Container limit:        4096MB

  Heap (50%):            2048MB
  Metaspace (cap):        256MB
  Code cache (cap):       128MB
  Thread stacks:          100MB  (200 threads × 512KB)
  Direct buffers (cap):   256MB
  GC metadata:            120MB
  Native/JVM internal:     80MB
  OS overhead:            200MB
  ──────────────────────────────
  Total (max):           3188MB  (78% of limit)
  Headroom:               908MB  (22%)

Worst case (all caps hit simultaneously):
  Total:                 3448MB  (84% of limit)
  Headroom:               648MB  (16%)
  Still safe.
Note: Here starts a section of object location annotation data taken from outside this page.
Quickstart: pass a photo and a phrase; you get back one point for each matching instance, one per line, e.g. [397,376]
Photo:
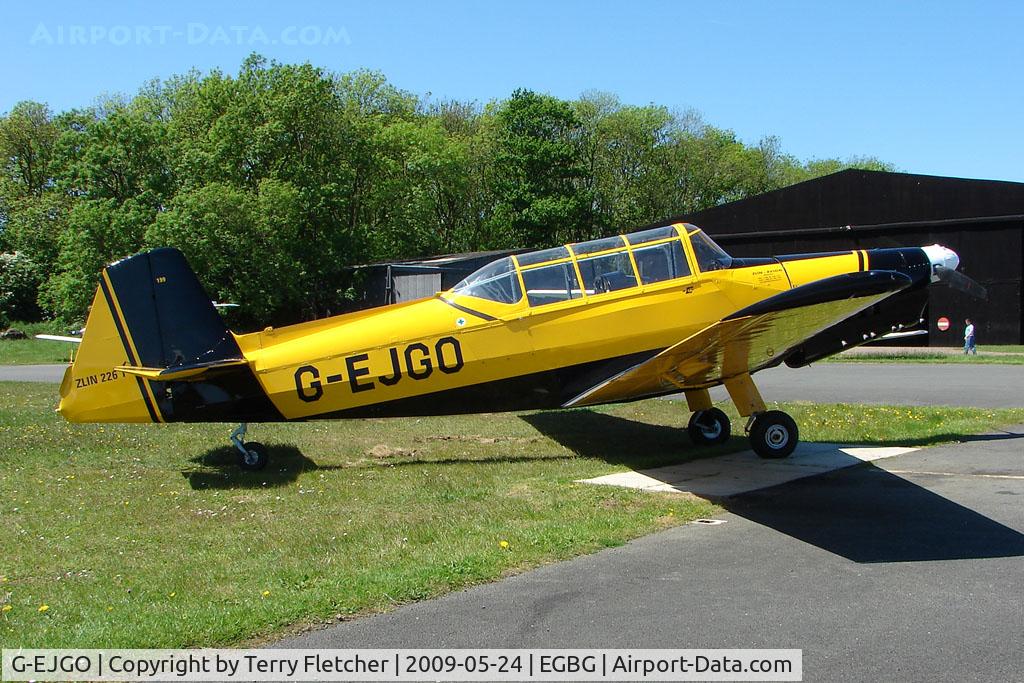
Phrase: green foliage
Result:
[276,179]
[19,280]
No OOM kill.

Proof: OOM Kill Elimination

Before (Xmx=3g, no caps on metaspace/direct/threads):
  OOM kills per week:        3-5
  Time between restarts:     8-14 hours (varies with traffic)
  Memory at kill:            4090-4096MB (cgroup limit)
  JVM heap at kill:          1800-2400MB (not full)
  Metaspace at kill:         280-340MB (unbounded growth)
  Thread count at kill:      280-350 (unbounded pool)

After (MaxRAMPercentage=50, all caps set):
  OOM kills per week:        0
  Uptime record:             34 days (restarted for JDK update)
  Memory usage (P95):        3100MB (76% of limit)
  Memory usage (max):        3400MB (83% of limit)
  Headroom at peak:          696MB (17%)
  JVM heap after GC (P95):   1200MB (59% of Xmx)

Trade-off: The heap is 2GB instead of 3GB. The article service’s working set fits in 1.2GB. GC runs more frequently (every 45 seconds instead of every 90 seconds) but each GC pause is shorter (15ms instead of 25ms) because there is less garbage to collect. The net effect on latency is neutral. The net effect on stability is transformative.